Anal Cancer: Symptoms & Signs

  • Medical Author:
    Melissa Conrad Stöppler, MD

    Melissa Conrad Stöppler, MD, is a U.S. board-certified Anatomic Pathologist with subspecialty training in the fields of Experimental and Molecular Pathology. Dr. Stöppler's educational background includes a BA with Highest Distinction from the University of Virginia and an MD from the University of North Carolina. She completed residency training in Anatomic Pathology at Georgetown University followed by subspecialty fellowship training in molecular diagnostics and experimental pathology.

Medically Reviewed on 1/31/2019

Anal cancer is cancer that arises in the anus, the end of the intestinal tract where stool (feces) exits the body. The cancer can begin either in the lining of the anus or in the skin surrounding the anus. Anal cancer is different from colon or rectal cancer, which arises in the other parts of the large intestine. Risk factors for developing anal cancer include infection with certain types of human papillomaviruses (HPV), cigarette smoking, many sexual partners, and a weakened immune system.

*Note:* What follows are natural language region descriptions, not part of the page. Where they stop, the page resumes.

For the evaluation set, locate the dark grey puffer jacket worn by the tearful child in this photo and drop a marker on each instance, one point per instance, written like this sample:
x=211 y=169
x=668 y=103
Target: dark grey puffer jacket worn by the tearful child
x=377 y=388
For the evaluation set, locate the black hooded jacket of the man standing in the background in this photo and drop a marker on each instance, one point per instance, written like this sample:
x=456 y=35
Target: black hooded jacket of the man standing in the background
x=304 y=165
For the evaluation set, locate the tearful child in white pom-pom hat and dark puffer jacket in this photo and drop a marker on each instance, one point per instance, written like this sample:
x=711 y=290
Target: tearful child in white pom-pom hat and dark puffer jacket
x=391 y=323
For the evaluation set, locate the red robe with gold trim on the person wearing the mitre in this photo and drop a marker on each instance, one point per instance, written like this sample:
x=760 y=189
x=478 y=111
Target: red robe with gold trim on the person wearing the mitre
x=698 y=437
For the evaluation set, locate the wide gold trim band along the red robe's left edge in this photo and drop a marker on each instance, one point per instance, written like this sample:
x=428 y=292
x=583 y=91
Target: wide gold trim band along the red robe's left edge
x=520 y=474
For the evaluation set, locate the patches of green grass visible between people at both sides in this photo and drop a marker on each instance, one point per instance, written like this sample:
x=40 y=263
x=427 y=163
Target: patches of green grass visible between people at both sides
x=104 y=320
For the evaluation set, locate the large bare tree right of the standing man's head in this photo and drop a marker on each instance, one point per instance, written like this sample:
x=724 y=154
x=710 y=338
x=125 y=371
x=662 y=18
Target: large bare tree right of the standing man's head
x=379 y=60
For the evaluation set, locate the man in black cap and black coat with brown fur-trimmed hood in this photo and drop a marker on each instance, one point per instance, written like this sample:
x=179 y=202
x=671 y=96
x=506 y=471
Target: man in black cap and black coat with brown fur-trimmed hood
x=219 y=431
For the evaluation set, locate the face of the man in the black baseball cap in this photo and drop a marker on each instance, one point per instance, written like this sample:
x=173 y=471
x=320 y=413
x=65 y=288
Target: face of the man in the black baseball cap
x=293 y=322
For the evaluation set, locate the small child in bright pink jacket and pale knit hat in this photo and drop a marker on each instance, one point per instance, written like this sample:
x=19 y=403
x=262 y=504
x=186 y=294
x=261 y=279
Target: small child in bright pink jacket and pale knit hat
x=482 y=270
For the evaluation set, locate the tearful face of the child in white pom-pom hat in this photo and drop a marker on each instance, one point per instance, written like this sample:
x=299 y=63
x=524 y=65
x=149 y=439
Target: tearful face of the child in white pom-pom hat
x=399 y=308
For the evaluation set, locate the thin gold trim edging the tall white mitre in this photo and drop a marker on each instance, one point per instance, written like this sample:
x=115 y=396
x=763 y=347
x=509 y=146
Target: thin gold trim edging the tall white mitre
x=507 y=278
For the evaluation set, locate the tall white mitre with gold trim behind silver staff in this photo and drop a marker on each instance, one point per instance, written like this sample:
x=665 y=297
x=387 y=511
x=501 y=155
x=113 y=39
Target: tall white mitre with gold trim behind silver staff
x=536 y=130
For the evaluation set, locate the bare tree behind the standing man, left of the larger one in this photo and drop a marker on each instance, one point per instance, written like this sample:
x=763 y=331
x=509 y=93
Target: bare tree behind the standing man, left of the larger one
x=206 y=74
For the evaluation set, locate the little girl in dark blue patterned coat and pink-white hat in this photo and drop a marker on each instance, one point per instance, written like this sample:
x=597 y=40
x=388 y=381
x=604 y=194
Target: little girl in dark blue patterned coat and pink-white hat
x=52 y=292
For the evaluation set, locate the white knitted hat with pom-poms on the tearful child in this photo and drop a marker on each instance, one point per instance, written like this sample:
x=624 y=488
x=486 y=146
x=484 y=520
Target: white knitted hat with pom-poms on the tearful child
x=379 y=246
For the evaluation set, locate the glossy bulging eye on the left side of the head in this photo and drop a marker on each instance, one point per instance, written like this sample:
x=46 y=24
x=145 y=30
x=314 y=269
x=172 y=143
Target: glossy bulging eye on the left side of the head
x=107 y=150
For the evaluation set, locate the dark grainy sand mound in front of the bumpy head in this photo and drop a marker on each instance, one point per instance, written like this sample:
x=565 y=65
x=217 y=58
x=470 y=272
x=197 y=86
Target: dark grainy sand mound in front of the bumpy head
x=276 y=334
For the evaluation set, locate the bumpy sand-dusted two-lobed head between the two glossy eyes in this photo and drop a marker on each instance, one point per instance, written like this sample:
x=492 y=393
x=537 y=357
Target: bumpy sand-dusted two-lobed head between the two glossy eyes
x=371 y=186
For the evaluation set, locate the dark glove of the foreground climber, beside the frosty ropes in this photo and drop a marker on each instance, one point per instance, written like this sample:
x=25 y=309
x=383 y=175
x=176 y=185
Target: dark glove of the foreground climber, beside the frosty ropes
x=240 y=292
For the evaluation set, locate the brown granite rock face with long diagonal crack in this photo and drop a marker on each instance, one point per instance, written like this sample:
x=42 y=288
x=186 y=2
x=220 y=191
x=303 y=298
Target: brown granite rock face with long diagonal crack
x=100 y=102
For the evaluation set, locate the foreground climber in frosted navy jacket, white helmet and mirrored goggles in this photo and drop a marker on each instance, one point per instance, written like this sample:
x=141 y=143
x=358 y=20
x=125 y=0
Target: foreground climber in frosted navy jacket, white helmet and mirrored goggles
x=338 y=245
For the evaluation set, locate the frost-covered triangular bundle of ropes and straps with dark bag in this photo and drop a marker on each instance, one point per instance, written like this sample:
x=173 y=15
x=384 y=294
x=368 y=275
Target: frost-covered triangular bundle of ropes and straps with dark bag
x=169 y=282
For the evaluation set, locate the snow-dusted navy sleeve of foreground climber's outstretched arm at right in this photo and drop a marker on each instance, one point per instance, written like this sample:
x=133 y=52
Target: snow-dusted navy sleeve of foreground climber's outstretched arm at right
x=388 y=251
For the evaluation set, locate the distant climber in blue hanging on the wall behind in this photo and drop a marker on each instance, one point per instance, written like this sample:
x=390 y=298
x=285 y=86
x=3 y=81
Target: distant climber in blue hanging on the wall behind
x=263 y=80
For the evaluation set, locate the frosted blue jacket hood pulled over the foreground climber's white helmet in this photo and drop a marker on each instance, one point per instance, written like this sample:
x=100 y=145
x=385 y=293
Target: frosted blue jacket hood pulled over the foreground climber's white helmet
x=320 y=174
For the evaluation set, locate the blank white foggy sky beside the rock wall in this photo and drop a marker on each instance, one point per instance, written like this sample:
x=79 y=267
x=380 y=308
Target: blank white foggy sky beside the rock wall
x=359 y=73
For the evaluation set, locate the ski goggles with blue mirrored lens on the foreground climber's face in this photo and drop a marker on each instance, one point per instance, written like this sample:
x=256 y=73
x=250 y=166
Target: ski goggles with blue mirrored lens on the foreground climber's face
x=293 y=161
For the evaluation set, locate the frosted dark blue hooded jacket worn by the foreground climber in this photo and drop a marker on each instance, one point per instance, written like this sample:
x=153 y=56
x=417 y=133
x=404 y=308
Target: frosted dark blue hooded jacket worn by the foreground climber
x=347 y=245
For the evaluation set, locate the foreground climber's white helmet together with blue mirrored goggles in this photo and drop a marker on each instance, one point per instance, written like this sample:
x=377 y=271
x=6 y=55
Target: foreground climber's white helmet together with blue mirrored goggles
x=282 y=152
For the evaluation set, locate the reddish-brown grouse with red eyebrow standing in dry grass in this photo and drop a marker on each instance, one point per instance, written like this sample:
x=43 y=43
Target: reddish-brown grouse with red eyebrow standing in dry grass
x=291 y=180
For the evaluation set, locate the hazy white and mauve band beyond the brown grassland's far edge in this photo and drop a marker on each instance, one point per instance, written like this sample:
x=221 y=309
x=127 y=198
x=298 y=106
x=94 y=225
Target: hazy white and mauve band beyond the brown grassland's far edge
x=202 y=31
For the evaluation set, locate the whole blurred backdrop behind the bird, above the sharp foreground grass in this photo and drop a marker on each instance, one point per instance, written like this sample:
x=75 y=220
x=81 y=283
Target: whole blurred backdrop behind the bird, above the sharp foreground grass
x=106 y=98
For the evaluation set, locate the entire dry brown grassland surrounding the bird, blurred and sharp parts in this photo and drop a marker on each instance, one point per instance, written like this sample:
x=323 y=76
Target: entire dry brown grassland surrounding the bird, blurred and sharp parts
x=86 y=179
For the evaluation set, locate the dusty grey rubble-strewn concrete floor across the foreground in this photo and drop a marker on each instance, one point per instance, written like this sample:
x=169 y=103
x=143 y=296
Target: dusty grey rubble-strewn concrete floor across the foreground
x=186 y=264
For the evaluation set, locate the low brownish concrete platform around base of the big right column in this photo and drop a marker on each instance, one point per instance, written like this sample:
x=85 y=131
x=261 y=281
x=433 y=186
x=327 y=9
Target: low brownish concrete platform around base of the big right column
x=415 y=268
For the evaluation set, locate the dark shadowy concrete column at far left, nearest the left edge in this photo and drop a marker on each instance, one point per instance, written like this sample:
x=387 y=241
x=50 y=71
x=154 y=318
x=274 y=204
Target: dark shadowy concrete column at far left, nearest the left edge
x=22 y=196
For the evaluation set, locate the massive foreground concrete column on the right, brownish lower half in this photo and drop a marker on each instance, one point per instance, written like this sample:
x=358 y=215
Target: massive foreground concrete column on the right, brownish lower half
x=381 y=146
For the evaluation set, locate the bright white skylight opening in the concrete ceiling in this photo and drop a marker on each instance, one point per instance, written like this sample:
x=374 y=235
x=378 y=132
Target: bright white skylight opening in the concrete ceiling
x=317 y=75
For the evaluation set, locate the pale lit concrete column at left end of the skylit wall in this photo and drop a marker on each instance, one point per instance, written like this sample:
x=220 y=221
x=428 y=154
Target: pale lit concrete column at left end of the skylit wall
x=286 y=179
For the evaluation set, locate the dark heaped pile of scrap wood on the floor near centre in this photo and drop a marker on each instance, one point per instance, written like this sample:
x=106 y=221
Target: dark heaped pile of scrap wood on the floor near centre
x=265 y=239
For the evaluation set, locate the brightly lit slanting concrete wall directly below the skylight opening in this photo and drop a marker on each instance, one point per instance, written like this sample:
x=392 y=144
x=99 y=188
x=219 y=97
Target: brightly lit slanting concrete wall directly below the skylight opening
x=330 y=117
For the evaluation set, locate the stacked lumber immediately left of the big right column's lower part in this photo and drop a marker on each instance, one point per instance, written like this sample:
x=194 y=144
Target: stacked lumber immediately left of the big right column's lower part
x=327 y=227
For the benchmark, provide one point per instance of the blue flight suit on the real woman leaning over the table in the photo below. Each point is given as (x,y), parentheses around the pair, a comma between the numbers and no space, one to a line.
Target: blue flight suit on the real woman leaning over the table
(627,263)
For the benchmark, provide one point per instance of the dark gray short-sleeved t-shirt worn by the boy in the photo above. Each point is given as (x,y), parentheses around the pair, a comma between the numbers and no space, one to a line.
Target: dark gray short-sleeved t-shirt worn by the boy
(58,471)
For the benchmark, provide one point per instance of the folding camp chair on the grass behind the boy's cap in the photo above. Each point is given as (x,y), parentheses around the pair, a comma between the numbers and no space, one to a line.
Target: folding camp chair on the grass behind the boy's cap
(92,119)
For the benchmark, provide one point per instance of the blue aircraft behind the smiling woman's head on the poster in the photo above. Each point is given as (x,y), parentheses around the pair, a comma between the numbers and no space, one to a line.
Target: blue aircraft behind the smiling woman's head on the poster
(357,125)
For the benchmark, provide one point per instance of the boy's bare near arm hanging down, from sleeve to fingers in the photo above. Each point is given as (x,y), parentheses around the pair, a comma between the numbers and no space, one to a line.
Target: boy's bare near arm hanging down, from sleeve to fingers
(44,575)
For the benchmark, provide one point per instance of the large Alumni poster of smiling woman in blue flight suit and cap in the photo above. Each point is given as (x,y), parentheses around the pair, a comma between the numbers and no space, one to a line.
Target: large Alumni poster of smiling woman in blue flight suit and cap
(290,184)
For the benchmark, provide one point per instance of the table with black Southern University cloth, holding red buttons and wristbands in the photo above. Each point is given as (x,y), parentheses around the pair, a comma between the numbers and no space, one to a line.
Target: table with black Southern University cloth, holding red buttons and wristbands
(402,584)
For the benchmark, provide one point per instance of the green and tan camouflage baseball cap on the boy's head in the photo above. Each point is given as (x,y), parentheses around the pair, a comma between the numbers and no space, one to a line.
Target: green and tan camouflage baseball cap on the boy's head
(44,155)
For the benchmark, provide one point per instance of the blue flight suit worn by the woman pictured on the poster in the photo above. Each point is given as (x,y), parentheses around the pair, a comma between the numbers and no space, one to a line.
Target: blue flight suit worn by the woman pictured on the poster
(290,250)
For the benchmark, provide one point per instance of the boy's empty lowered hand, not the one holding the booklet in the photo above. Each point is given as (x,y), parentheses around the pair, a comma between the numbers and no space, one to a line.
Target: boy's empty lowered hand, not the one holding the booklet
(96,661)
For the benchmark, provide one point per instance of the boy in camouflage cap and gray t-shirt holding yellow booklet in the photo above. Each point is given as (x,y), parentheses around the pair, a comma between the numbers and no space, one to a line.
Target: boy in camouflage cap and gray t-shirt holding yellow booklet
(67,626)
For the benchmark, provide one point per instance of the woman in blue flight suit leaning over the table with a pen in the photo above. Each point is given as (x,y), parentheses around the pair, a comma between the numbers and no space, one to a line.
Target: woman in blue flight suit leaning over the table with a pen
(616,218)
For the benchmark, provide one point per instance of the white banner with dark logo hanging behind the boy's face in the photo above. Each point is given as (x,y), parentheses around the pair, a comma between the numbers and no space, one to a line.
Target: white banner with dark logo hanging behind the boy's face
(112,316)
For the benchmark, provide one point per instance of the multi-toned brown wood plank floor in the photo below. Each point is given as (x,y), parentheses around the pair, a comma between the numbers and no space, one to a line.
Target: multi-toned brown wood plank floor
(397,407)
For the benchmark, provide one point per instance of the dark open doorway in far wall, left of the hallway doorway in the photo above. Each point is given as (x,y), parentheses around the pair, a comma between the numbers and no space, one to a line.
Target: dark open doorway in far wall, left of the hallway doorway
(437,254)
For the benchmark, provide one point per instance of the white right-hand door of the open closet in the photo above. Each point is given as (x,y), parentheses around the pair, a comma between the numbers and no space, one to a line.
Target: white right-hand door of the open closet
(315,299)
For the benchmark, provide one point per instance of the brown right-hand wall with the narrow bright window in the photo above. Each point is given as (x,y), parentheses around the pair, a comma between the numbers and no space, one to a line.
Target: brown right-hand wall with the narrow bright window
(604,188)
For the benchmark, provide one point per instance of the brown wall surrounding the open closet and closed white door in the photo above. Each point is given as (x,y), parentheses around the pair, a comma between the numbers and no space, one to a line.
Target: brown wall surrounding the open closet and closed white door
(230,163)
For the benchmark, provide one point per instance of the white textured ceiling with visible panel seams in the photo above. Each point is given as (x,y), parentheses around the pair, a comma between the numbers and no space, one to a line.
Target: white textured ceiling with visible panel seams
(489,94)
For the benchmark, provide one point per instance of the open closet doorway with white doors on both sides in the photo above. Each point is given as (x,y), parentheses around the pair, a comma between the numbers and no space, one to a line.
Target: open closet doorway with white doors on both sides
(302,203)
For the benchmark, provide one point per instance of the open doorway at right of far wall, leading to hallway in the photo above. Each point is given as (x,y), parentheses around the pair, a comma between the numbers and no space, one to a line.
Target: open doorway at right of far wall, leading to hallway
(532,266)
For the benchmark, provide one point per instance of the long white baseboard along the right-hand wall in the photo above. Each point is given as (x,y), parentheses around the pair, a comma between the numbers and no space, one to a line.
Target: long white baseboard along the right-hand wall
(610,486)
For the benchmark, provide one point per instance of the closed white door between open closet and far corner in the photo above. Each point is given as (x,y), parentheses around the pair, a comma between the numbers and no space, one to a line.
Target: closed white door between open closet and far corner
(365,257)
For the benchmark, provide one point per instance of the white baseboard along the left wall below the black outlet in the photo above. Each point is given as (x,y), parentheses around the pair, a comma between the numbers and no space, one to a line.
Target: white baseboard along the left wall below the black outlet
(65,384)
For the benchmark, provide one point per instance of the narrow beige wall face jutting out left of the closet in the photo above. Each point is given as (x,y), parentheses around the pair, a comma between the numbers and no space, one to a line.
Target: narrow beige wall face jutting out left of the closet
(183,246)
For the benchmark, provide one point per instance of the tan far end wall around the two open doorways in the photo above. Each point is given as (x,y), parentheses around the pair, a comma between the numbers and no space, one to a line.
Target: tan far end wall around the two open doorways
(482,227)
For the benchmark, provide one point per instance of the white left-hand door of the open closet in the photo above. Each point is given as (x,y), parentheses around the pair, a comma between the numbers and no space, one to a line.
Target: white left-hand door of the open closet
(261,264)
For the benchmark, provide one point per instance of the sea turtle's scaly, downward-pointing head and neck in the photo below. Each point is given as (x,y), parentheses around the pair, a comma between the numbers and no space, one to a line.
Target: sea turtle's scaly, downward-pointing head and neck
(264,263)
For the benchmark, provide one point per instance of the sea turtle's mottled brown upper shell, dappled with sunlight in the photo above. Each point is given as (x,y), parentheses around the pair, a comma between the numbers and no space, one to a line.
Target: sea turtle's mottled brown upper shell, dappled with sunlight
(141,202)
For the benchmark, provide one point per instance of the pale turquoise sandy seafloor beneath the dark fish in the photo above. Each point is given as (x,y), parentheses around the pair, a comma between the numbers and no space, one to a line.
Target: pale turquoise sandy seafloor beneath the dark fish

Symptoms and signs of anal cancer include a hard lump or mass near the anus, anal discharge or bleeding, and a change in bowel habits. Other associated signs and symptoms can include pain when defecating, itching of the anal area, and a sense of pressure or a foreign body sensation in the area.

REFERENCE:

Kasper, D.L., et al., eds. Harrison's Principles of Internal Medicine, 19th Ed. United States: McGraw-Hill Education, 2015.